It's all coming down the pipe...

As for your specific I/O question re handoff_concurrecy, you might be right.  I would think it depends on hardware/platform/etc.  I was offering it as a possible stopgap to minimize Greg's pain.  It's certainly a cure to a symptom, not the problem itself.

-Ryan

On Thu, May 5, 2011 at 1:10 PM, John D. Rowell <[hidden email]> wrote:
Hi Ryan, Greg,


2011/5/5 Ryan Zezeski <[hidden email]>
1. For example, riak_core has a `handoff_concurrency` setting that determines how many vnodes can concurrently handoff on a given node.  By default this is set to 4.  That's going to take a while with your 2048 vnodes and all :)

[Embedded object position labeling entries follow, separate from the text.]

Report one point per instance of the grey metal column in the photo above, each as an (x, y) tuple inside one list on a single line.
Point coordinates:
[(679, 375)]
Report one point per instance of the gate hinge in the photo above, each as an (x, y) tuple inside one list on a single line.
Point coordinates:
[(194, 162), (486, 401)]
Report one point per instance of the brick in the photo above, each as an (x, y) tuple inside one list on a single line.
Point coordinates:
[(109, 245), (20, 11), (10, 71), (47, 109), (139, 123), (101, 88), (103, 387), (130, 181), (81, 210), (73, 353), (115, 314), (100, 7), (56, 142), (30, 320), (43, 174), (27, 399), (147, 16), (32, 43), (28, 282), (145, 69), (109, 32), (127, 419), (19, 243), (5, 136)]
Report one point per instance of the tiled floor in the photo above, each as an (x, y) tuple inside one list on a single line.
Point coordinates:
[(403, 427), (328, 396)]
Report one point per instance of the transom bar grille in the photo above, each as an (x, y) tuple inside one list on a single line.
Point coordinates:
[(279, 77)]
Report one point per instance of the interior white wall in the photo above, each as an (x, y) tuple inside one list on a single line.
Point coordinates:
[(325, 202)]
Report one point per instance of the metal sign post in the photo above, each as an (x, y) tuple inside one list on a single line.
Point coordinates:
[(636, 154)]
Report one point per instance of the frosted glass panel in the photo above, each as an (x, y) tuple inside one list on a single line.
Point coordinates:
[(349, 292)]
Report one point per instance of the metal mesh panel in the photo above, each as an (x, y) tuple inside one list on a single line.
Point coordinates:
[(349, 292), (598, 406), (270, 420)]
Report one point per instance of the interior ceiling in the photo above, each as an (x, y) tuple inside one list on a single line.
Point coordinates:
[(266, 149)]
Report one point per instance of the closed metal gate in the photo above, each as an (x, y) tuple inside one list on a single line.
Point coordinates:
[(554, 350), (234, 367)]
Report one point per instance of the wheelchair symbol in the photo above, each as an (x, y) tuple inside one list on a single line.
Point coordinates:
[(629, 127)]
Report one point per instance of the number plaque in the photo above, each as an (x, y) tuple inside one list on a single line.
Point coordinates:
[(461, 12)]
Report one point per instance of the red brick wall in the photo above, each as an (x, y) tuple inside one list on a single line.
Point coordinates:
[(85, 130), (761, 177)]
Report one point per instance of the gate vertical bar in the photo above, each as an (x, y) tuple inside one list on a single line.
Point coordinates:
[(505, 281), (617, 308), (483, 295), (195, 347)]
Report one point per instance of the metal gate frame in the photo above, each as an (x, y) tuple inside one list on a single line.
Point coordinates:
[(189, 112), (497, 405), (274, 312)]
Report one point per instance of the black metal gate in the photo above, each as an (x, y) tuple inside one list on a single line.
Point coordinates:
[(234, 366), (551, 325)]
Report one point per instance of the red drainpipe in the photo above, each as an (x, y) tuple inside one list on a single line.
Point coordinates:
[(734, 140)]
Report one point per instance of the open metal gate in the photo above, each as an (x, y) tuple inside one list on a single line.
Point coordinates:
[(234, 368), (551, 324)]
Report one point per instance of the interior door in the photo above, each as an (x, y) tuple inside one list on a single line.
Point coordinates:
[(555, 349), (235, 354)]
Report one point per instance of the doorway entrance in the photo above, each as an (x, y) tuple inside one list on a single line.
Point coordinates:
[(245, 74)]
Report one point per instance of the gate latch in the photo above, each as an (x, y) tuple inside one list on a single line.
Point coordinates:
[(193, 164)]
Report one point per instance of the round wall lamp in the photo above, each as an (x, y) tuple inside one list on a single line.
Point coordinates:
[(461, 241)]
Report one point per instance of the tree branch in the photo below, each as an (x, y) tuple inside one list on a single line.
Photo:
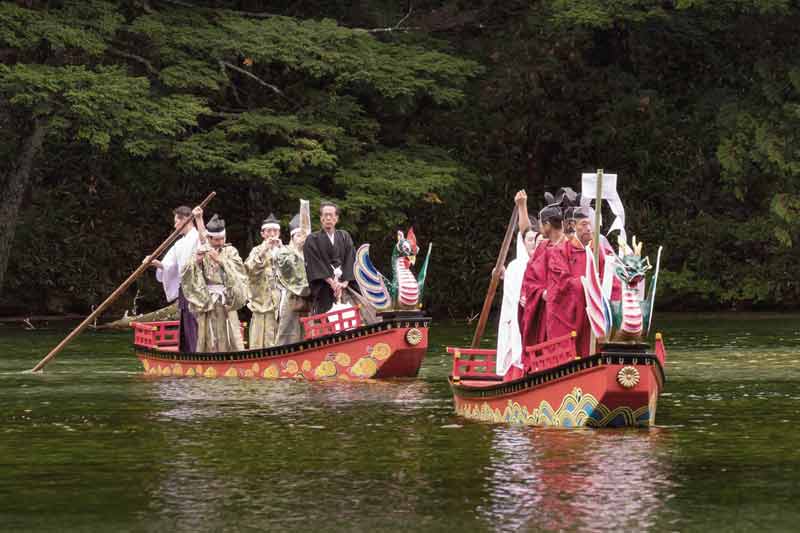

Won't that make the handoff situation potentially worse? From the thread I understood that the main problem was that the cluster was shuffling too much data around and thus becoming unresponsive and/or returning unexpected results (like "not founds"). I'm attributing the concerns more to an excessive I/O situation than to how long the handoff takes. If the handoff can be made transparent (no or little side effects) I don't think most people will really care (e.g. the "fix the cluster tomorrow" anecdote).

How about using a percentage of available I/O to throttle the vnode handoff concurrency? Start with 1, and monitor the node's I/O (kinda like 'atop' does, collection CPU, disk and network metrics), if it is below the expected usage, then increase the vnode handoff concurrency, and vice-versa.

I for one would be perfectly happy if the handoff took several hours (even days) if we could maintain the core riak_kv characteristics intact during those events. We've all seen looooong RAID rebuild times, and it's usually better to just sit tight and keep the rebuild speed low (slower I/O) while keeping all of the dependent systems running smoothly.

cheers
-jd


_______________________________________________
riak-users mailing list
[hidden email]
http://lists.basho.com/mailman/listinfo/riak-users_lists.basho.com
Reply | Threaded
Open this post in threaded view
|

Re: 'not found' after join

Ben Tilly
OK, I've been sitting here watching this thread, and I'd really like
to understand what happens when a node leaves/joins.  I can't find any
really good documents describing it.  Based on the conversation as
I've followed it, here is a detailed description of my garbled
misunderstanding.  Please correct this.

Suppose that we have a ring with 9 nodes, named 1 through 9.  A new node joins.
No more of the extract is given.